There are a number of things you can do to cut back on your energy usage at home. Learn more about measuring and managing your home power usage here first.
Switch off, don’t stand by
TVs, game consoles, dishwashers, microwaves, phone chargers, computers, printers – pretty much any appliance you can think of – are all soaking up electrical power as long as they’re plugged in and switched on at the wall, even when they’re not in use. That means you’re paying for, well, nothing.
If you know you won’t remember to switch them off at the wall, pick up a smart power board to stop standby electricity usage for you.
Let there be LED light
Technology has come a long way since Edison invented the light bulb – but if your lights haven’t, it might be time to make a change. Old-school halogen light bulbs and incandescent tubes consume more electricity than LED bulbs, and they also burn out faster.
With halogen lamps set to be phased out in Australia by late 2021, now’s the time to invest in LED bulbs, especially “smart” ones that automatically dim or turn off when they’re not in use.
Get smart(er appliances)
You don’t need to rush out and replace all of your household appliances at once, but when they reach the end of their natural lifespans, you should consider an energy-efficient replacement. (You can measure how efficient an appliance is by looking at its energy star rating.) Remember, the sticker price can be deceptive – even if the less efficient option seems to save you money right now, it’ll cost you more in the long run by using more power.
Check out the settings on the appliances you already own, too – many of them probably have an eco-setting you can use to help you save on electricity consumption. You can also make ‘dumb’ appliances smarter and more efficient by investing in smart switches that can be controlled with an app.
You can also reduce the power consumed by appliances with some smart placement. For instance, don’t put a fridge next to an oven if you can help it, because it’ll need to work harder to stay cool. Similarly, let hot food cool down before you put it in the fridge, and repair loose seals on your fridge door so the cold air doesn’t leak out.
Every appliance you buy is likely to come with instructions to help you position and use them correctly, so you may as well give them a read.
Control your climate
Heating and cooling are notorious energy guzzlers. If you need a heater in winter, set your thermostat to between 18°C and 20°C, and in summer, set your air conditioner between 25°C and 27°C – every degree above (in winter) and below (in summer) can add between 5 and 10 per cent to your running costs.
Consider, too, that the harder an air conditioner has to work, the more power it will use. When you’ve got the air con on, close your windows, curtains and doors so you’re only cooling the rooms you’re using. At night, try giving the air con a break and opening curtains and windows to let cool breezes in.

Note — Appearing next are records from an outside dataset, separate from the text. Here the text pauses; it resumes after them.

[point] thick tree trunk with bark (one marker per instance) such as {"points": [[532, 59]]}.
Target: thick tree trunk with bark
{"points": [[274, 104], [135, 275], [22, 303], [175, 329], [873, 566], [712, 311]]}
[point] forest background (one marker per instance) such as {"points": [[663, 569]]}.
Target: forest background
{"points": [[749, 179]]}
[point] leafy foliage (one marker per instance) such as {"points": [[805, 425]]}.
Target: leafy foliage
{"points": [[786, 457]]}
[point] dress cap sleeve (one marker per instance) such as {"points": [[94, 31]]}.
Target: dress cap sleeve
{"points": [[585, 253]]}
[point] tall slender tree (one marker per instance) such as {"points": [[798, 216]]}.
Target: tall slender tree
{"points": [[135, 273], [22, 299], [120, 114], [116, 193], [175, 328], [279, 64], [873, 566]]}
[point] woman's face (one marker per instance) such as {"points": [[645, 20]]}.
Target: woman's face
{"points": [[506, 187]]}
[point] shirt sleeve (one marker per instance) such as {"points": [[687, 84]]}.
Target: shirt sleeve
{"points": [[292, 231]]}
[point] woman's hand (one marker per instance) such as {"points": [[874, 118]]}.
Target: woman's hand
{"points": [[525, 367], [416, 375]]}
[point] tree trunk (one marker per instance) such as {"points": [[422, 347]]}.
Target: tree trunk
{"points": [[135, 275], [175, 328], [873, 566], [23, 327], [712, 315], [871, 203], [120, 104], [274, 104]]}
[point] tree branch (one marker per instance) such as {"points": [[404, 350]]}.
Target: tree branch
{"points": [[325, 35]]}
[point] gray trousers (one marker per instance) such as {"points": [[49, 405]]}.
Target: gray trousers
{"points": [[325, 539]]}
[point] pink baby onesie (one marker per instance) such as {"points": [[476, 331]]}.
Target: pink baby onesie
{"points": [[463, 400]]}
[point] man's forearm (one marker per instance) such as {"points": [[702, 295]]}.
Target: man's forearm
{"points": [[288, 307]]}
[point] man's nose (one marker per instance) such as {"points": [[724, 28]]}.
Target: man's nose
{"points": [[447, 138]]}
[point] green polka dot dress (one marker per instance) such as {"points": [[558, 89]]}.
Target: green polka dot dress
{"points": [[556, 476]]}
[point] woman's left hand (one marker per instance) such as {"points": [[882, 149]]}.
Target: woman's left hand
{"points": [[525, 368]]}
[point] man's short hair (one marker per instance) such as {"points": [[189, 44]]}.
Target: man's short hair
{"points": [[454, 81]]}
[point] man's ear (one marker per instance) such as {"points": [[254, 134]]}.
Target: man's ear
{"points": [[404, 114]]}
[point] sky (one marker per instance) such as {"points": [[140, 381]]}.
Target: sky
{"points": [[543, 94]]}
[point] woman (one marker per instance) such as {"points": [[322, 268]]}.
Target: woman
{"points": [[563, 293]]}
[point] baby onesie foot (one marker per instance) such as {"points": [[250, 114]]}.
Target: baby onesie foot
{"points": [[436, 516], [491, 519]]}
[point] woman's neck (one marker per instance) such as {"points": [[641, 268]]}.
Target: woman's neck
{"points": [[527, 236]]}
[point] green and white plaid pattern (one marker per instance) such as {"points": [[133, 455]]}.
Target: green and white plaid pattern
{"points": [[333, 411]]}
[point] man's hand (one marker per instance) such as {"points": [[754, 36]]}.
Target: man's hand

Insulation is another great way to reduce your heating and cooling costs – installing insulation in the ceiling, walls and floors of your home will reduce the amount of heat flowing in and out, helping you stay cool in summer and warm in winter without racking up a big electricity bill.
Throw cold water on your washing
Warm water is more effective than cold water for washing clothes, but it’s not always necessary and it consumes more power. For day-to-day laundry, cold water should do the trick. Oh, and make sure you’re taking advantage of any eco-settings on your washing machine to cut down on power consumption, too.
When it comes time to dry your clothes, leave your dryer switched off and take advantage of Australia’s abundant sunshine and humidity by drying your clothes in the open air.
Avoid the peak
If you have a smart meter, you can look into a contract that will cost you less for energy if you use it outside peak times. Essentially, you’ll pay lower supply and usage charges, but incur a “demand charge” for your energy usage in peak time periods (usually between 4pm and 8pm, but the exact times will depend on your individual retailers).
This sort of arrangement isn’t ideal for everybody, but it’s perfect if you’re paying for electricity for things that don’t need to run during peak times, like pools. Look at your household’s timetables and talk to your energy retailer to see if a time-of-use pricing arrangement, also known as a demand-based tariff, could work for you.
If you’ve been with the same energy retailer for years, it might be worth shopping around for a better deal. Energy companies are constantly changing their offers and prices, and even if you got the best possible deal when you first signed up with your current provider, it’s worth taking a look to see if you can do better now.
The Australian Energy Regulator’s Energy Made Easy service provides tools and calculators to help you compare all of the electricity and gas contracts available from energy retailers, estimate your costs under each contract, and find the one that works best for your household.
While the AER can’t switch you over, they can give you the contact details you’ll need to change contracts, and they provide a checklist of everything you’ll need to take into account when you make the switch.
If you take these steps, you’ll soon be on the path to reducing your power bill – and taking back some power for yourself.